The exchange will take place over a two-three day period.

Host Program:

  • City: Denver Urban Agriculture/local food systems
  • Staff Name(s): Rusty Collins, Denver Extension Director, and Robert Franklin, Denver 4-H Agent

 

 Visiting Staff:

  • City: Columbus
  • Program Area: Urban Agriculture/local food systems
  • Staff Name(s): Brian Kleinke

Prior Exchange

Program Change

Taking away information from Denver, Colorado and how their urban ag/local
food systems programming works, will be beneficial to give new avenues for
thought and processes that can be implemented in Columbus, Ohio.

Before the exchange, Rusty Collins expected to network, establish avenues of collaboration and thought exchange on how the Center can work together to solve urban food system issues.

Objectives & Goals

  1. Expansion of colleague network
  2. New avenues for collaboration
  3. New avenues for thought exchange, program planning, and evaluation
  4. Learn more about Denver local food systems and CSU involvement
  5. Meet supporting organizations and non-profits

Post Exchange

Actions & Activities

Goal 1:  Meet with community leaders

  1. Engaged in conversation with grass roots non-profit organizations who are deeply engaged leaders in the community of urban agriculture.
  2. Exchanged ideas and conversation with Denver Extension

Outcomes

The outcomes from this exchanged are as follows:

  1. Learned about how a local food system is being assessed and implemented in Denver, Colorado.
  2. Met with various non-profit organizations to learn about their involvement, goals, and objectives within the local food system.
  3. Learned and compared the similarities and differences of urban
    agriculture between Columbus, Ohio and Denver, Colorado.
  4. Formed a deeper understanding for how Cooperative Extension operates in both states.
  5. Assessed and compared the similarities and differences of community
    members needs in the vastly different urban settings.

Resources Developed & Aquired

The sharing of resources has been discussed more post visit, then during the visit.
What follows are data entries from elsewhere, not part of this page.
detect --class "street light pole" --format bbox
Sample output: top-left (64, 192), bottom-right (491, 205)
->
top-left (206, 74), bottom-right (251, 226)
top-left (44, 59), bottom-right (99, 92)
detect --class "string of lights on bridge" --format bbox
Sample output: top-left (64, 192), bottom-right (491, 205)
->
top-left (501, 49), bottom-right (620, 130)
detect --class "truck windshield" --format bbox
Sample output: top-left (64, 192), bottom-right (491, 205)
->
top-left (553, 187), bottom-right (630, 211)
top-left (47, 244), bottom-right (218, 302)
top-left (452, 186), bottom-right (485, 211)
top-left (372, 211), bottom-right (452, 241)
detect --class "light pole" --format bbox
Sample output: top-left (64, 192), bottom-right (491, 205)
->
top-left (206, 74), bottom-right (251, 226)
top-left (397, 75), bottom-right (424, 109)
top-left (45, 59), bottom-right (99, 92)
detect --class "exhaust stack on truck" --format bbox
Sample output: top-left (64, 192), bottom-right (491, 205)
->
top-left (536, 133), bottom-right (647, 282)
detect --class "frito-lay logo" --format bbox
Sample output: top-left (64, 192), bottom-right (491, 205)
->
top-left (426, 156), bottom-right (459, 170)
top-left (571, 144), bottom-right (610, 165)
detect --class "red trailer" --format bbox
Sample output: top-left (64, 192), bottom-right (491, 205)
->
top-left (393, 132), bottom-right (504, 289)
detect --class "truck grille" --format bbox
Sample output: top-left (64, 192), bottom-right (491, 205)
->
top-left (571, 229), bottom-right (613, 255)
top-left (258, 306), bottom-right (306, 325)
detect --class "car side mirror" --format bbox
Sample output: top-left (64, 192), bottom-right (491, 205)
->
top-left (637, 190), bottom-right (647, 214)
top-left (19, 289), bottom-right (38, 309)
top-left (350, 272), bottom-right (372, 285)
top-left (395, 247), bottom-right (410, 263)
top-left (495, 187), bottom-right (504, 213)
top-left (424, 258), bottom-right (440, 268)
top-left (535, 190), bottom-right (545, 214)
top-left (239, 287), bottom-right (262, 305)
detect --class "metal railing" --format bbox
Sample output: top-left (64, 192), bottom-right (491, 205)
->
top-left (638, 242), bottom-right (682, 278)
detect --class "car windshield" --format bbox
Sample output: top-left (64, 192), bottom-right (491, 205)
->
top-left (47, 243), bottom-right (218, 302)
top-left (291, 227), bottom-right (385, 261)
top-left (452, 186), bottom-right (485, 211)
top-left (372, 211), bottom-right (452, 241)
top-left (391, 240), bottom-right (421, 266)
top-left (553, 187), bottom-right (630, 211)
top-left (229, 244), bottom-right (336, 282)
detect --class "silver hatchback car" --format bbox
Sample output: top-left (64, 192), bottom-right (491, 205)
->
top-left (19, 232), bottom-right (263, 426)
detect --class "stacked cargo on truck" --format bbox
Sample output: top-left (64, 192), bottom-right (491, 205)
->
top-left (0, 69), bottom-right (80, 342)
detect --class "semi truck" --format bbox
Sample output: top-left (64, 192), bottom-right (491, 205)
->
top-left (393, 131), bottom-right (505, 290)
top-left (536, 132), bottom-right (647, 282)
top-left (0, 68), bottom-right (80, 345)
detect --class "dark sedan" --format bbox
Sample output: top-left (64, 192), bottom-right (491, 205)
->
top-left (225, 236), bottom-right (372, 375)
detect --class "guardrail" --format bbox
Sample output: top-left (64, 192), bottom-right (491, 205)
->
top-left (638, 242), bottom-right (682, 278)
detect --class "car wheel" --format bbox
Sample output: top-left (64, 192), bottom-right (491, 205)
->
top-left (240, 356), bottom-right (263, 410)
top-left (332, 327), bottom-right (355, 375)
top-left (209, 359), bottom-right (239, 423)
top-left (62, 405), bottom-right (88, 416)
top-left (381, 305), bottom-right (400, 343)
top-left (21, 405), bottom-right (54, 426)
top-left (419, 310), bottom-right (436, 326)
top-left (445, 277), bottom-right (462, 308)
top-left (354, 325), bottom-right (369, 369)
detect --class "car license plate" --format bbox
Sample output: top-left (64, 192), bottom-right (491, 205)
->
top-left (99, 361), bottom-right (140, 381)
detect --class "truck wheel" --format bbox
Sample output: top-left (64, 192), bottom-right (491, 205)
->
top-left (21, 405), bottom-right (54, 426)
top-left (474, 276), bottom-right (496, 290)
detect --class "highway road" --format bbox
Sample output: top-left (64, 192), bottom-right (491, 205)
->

Rusty supplied his CSU colleagues with portfolios that displayed his work, and the work of Franklin County as a team.

Reflection

This was a very worthwhile experience. To have the ability to meet with
colleagues not just different extension services (i.e., state, county, etc.) but to
understand their constraints, strengths, and weaknesses with regard to
community challenges, environmental challenges, funding challenges, etc.
will allot the Center to begin to form a more “global” view of extension, the Western Center’s work, and how to best collaborate with colleagues.

Urban agriculture in Columbus, Ohio is booming with a lot of community interest and support. The food system in Columbus is building in to what is common place in Colorado. Local food systems in Colorado are the norm, seeing very few fast food restaurants, yet, an abundance of “slow food” restaurants.

Both cities working toward the same goal, to build resilient, sustainable, local food systems, but coming from two very different schools of thought. The OSU Extension Franklin County is the standard for fact based resource information and education to the urban farm community simply because OSU Extension Franklin County was the key driving force behind urban agriculture in Columbus.

CSU Denver Extension is in quite a different position. With aged grass roots organizations that have been around for decades and with the inherent tradition of local foods in Colorado, CSU Denver, is one of many
working urban agriculture education.

There is a lot that can be shared, learned, and collaborated on between the two extension services in the future.